Baig, D. I.; Moeller, M.; Tam, R.; Pereira, E. C.; Rodriguez-Algaba, J.; Mojerlou, S.; Hovmoller, M. S.; Fejer Justesen, A.; Nha Ho, T.; Zhang, J.; Ding, Y.; Li, J.; Wu, J.; Periyannan, S.; Zhang, X.; Rathjen, J.; Schwessinger, B.

Wheat diseases, including wheat stripe (yellow) rust, significantly impact wheat production and lead to several billions of dollars in economic losses each year. Wheat stripe rust is caused by the fungal pathogen Puccinia striiformis f. sp. tritici (Pst) which is best controlled via integrated disease management including growing disease resistant wheat cultivars.

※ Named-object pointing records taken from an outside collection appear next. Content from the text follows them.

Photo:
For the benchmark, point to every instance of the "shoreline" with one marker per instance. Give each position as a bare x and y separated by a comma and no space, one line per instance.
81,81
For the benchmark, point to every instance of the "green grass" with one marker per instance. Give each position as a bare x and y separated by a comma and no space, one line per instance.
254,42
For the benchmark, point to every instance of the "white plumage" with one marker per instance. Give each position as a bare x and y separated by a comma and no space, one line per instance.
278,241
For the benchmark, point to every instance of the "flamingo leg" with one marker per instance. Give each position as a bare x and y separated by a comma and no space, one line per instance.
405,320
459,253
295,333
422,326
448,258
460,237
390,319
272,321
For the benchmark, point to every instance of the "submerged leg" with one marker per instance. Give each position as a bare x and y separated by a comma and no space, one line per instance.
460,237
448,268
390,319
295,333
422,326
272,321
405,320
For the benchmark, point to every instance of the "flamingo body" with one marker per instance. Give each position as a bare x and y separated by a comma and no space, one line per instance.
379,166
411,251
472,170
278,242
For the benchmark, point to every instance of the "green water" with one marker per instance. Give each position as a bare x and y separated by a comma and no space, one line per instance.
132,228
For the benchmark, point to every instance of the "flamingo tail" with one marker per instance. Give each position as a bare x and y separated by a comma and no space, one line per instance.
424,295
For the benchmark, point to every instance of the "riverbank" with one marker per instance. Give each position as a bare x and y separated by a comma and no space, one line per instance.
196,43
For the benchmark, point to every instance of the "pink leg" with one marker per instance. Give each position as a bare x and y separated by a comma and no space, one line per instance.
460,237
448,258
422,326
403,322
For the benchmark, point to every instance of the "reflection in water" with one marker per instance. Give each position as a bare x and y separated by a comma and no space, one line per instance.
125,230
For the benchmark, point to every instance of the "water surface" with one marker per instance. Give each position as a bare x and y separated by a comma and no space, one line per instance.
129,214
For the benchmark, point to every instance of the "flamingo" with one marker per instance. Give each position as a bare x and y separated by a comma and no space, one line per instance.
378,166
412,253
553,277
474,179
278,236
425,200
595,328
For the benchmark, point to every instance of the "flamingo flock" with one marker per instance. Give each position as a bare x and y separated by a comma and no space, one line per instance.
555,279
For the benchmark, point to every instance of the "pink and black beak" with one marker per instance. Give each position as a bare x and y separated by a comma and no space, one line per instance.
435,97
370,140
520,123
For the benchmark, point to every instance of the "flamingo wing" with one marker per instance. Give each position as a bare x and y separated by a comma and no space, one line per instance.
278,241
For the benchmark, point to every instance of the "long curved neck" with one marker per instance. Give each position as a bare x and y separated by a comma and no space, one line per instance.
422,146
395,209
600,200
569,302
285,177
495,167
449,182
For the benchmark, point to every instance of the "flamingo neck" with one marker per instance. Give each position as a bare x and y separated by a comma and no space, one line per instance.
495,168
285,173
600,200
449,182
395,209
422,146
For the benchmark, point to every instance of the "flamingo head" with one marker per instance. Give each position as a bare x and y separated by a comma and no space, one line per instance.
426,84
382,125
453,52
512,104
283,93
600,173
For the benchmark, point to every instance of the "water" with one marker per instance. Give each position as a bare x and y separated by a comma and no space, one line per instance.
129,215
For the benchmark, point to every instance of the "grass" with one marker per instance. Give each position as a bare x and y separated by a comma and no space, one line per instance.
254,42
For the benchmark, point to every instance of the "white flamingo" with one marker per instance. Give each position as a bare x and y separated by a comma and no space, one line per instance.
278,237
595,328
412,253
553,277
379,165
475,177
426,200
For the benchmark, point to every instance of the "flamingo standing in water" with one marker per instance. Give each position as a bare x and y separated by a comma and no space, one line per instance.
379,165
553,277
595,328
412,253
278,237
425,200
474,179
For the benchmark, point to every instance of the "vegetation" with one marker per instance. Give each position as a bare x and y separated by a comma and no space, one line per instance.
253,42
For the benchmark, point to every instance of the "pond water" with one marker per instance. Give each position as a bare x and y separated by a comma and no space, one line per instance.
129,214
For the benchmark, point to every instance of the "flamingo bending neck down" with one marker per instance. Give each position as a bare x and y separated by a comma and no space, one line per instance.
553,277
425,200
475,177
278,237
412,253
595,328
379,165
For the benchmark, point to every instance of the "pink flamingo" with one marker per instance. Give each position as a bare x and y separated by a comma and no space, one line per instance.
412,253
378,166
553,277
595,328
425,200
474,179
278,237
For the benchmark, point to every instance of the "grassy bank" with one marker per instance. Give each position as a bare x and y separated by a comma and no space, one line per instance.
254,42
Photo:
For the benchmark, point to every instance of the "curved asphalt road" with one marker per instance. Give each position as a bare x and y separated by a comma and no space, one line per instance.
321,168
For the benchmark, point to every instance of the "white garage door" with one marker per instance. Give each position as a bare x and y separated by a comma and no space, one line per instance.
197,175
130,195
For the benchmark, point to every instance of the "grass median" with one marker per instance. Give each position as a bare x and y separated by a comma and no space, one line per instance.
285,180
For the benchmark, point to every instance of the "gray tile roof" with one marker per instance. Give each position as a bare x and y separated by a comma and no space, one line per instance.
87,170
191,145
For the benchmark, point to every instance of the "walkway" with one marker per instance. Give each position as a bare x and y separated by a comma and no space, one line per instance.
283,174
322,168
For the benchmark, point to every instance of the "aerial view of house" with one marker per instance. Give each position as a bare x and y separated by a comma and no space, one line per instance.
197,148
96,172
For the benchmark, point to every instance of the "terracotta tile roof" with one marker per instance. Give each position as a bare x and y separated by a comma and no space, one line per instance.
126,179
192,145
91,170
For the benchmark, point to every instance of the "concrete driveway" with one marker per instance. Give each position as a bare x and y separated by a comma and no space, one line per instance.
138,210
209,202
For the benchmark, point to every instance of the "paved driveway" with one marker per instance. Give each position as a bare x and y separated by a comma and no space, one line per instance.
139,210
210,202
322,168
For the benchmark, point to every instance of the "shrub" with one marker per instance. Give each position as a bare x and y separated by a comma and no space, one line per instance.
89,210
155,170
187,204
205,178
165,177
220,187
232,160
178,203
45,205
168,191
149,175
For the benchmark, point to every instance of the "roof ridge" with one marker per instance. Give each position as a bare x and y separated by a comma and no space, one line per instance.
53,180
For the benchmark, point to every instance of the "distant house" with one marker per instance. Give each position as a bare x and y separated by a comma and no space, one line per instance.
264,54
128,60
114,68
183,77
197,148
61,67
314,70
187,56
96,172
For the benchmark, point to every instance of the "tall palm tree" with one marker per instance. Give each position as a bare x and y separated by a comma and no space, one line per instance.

To-date, there are over 80 catalogued and more than 10 cloned stripe rust resistance genes (Yr genes). Yet our knowledge of corresponding avirulence (Avr) genes lags far behind which contrasts with other important wheat pathogens. The absence of cloned Pst's Avrs reflects long-standing challenges associated with Pst complex, highly heterozygous genome and the lack of robust transformation and map-based cloning systems. Recent advances in high-quality genome assemblies and wheat defense reporter assays have now made Avr gene identification more feasible. Building on these step-change advancements, we identify and characterize AvrYr7 which is specifically recognized by Yr7. We further identify six additional alleles of avrYr7 that escape recognition due to non-synonymous genetic variations, transposable element activity, missense mutation, and expression polymorphism. These findings provide critical insights into virulence evolution in one of the world's most important wheat pathogens.